Getting started with normative modelling#

Welcome to this tutorial notebook that will show you the very basics of normative modeling. It’s like the “Hello World” of normative modeling.

Let’s jump right in.

Imports#

import warnings
import pandas as pd
import matplotlib.pyplot as plt
from pcntoolkit import (
    BLR,
    NormativeModel,
    NormData,
    load_fcon1000,
    plot_centiles,
    plot_qq,
)
import pcntoolkit.util.output
import seaborn as sns

sns.set_style("darkgrid")
warnings.simplefilter(action="ignore", category=FutureWarning)
pd.options.mode.chained_assignment = None  # default='warn'
pcntoolkit.util.output.Output.set_show_messages(False)

Load data#

First we download a small example dataset from github.
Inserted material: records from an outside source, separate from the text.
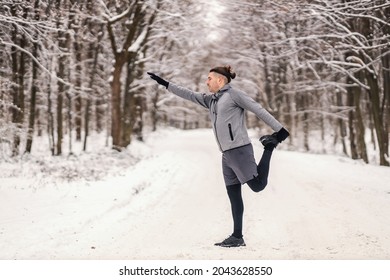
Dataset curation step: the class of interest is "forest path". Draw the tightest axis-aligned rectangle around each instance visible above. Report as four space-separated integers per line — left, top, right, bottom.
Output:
0 130 390 259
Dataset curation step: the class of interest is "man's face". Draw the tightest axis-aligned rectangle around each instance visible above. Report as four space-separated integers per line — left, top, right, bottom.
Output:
206 72 221 93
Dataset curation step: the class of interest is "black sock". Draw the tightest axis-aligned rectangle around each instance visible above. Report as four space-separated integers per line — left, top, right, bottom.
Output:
226 184 244 238
246 149 272 192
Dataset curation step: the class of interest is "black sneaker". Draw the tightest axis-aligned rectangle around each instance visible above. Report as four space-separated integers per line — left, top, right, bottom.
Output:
259 133 279 148
214 235 246 248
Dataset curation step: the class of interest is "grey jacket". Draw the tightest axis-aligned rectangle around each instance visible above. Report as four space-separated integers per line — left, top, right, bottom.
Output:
168 83 283 152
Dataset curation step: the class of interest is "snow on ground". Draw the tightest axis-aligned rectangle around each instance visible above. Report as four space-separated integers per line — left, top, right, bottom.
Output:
0 129 390 260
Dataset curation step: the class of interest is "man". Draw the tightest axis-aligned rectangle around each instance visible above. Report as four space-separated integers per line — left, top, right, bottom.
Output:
147 66 289 247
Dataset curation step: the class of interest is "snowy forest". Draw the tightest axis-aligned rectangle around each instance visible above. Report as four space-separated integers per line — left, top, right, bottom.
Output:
0 0 390 166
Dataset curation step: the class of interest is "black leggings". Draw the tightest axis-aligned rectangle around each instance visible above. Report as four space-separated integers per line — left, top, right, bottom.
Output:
226 150 272 238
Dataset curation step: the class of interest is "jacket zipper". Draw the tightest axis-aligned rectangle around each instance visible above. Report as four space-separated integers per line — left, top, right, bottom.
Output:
213 101 223 151
228 123 234 141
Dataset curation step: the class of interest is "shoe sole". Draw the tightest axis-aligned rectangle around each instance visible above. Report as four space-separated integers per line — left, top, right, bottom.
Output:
214 243 246 248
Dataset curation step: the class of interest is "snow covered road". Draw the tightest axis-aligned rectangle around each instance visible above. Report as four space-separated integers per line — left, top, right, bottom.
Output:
0 130 390 259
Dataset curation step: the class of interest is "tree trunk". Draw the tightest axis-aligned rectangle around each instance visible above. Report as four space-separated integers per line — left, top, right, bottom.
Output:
26 0 40 153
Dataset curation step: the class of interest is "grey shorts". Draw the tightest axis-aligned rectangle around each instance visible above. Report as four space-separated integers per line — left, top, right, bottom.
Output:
222 144 258 186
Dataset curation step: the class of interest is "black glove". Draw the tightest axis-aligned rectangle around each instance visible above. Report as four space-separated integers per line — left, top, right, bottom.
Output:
146 72 169 88
274 127 290 143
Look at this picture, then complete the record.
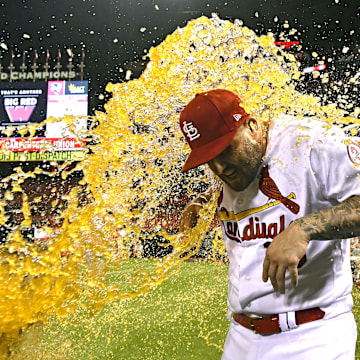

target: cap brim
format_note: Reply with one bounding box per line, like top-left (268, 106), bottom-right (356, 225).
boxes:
top-left (181, 128), bottom-right (238, 172)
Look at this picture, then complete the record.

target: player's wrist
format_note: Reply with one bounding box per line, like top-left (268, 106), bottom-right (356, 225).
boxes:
top-left (290, 218), bottom-right (316, 244)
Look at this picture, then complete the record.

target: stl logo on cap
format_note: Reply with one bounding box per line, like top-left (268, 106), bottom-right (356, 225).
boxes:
top-left (183, 121), bottom-right (200, 141)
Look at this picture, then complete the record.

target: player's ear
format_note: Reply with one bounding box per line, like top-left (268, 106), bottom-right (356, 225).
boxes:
top-left (245, 116), bottom-right (260, 133)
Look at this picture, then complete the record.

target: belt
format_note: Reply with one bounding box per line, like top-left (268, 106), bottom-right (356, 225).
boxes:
top-left (232, 307), bottom-right (325, 335)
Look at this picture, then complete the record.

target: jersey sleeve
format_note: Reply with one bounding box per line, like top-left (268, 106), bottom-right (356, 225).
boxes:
top-left (310, 127), bottom-right (360, 205)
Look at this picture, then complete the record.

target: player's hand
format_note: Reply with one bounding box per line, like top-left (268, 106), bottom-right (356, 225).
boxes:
top-left (263, 222), bottom-right (310, 294)
top-left (179, 199), bottom-right (201, 232)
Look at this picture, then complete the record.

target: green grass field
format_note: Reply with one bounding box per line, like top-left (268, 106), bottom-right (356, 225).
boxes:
top-left (11, 260), bottom-right (360, 360)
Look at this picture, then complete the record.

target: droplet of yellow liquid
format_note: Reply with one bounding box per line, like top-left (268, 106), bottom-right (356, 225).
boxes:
top-left (0, 16), bottom-right (358, 354)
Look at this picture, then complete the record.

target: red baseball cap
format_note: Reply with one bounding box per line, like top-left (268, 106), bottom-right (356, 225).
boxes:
top-left (180, 89), bottom-right (249, 172)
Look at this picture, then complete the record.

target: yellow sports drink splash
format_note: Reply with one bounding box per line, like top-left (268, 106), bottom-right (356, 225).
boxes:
top-left (0, 16), bottom-right (359, 358)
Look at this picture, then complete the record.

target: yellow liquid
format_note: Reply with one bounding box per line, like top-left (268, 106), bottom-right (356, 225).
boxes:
top-left (0, 13), bottom-right (359, 354)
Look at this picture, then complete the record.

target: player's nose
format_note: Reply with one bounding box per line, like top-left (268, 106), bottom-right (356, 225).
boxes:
top-left (208, 158), bottom-right (226, 175)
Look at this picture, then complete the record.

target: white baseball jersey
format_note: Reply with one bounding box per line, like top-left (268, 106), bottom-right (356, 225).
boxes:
top-left (218, 116), bottom-right (360, 318)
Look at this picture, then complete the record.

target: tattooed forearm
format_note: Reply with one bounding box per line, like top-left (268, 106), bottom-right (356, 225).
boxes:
top-left (295, 196), bottom-right (360, 240)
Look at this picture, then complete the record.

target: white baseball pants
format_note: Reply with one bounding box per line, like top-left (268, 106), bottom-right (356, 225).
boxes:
top-left (221, 313), bottom-right (357, 360)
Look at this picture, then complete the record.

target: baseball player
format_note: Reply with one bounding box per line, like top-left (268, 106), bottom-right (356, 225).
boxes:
top-left (180, 89), bottom-right (360, 360)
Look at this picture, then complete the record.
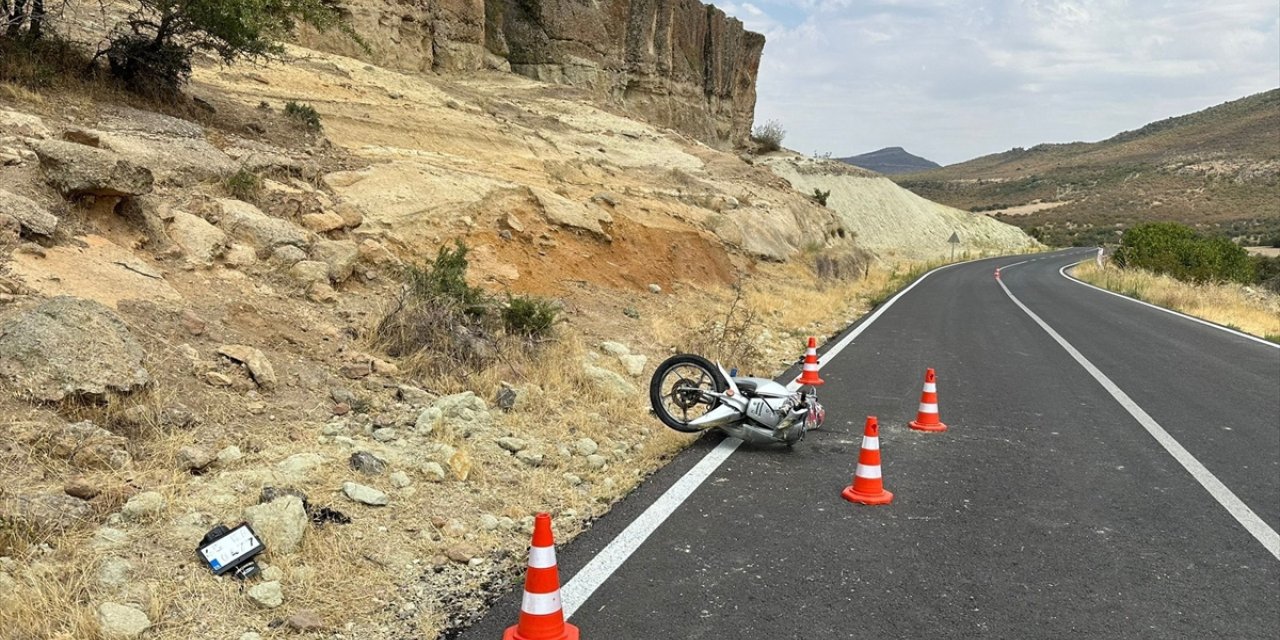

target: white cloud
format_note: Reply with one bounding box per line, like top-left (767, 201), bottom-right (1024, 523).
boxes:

# Download an example dataset
norm_data: NormData = load_fcon1000()
# Select only these three features to model for this example
norm_data = norm_data.sel({"response_vars": ["WM-hypointensities", "Left-Lateral-Ventricle", "Brain-Stem"]})
# Train-test split
train, test = norm_data.train_test_split()
# Inspect the data
df = train.to_dataframe()
fig, ax = plt.subplots(1, 2, figsize=(15, 5))

sns.countplot(data=df, y=("batch_effects", "site"), hue=("batch_effects", "sex"), ax=ax[0], orient="h")
ax[0].legend(title="Sex")
ax[0].set_title("Count of sites")
ax[0].set_xlabel("Site")
ax[0].set_ylabel("Count")

scatter_feature = "Left-Lateral-Ventricle"

sns.scatterplot(
    data=df,
    x=("X", "age"),
    y=("Y", scatter_feature),
    hue=("batch_effects", "site"),
    style=("batch_effects", "sex"),
    ax=ax[1],
)
ax[1].legend([], [])
ax[1].set_title(f"Scatter plot of age vs {scatter_feature}")
ax[1].set_xlabel("Age")
ax[1].set_ylabel(scatter_feature)

plt.show()
../_images/00_getting_started_6_0.png

Creating a Normative model#

save_dir = "/Users/stijndeboer/Projects/PCN/PCNtoolkit/examples/saves"
model = NormativeModel(BLR(), inscaler="standardize", outscaler="standardize")
model.has_batch_effect
False

Fit the model#

With all that configured, we can fit the model.

The fit_predict function will fit the model, evaluate it, save the results and plots, and return the test data with all the predictions added.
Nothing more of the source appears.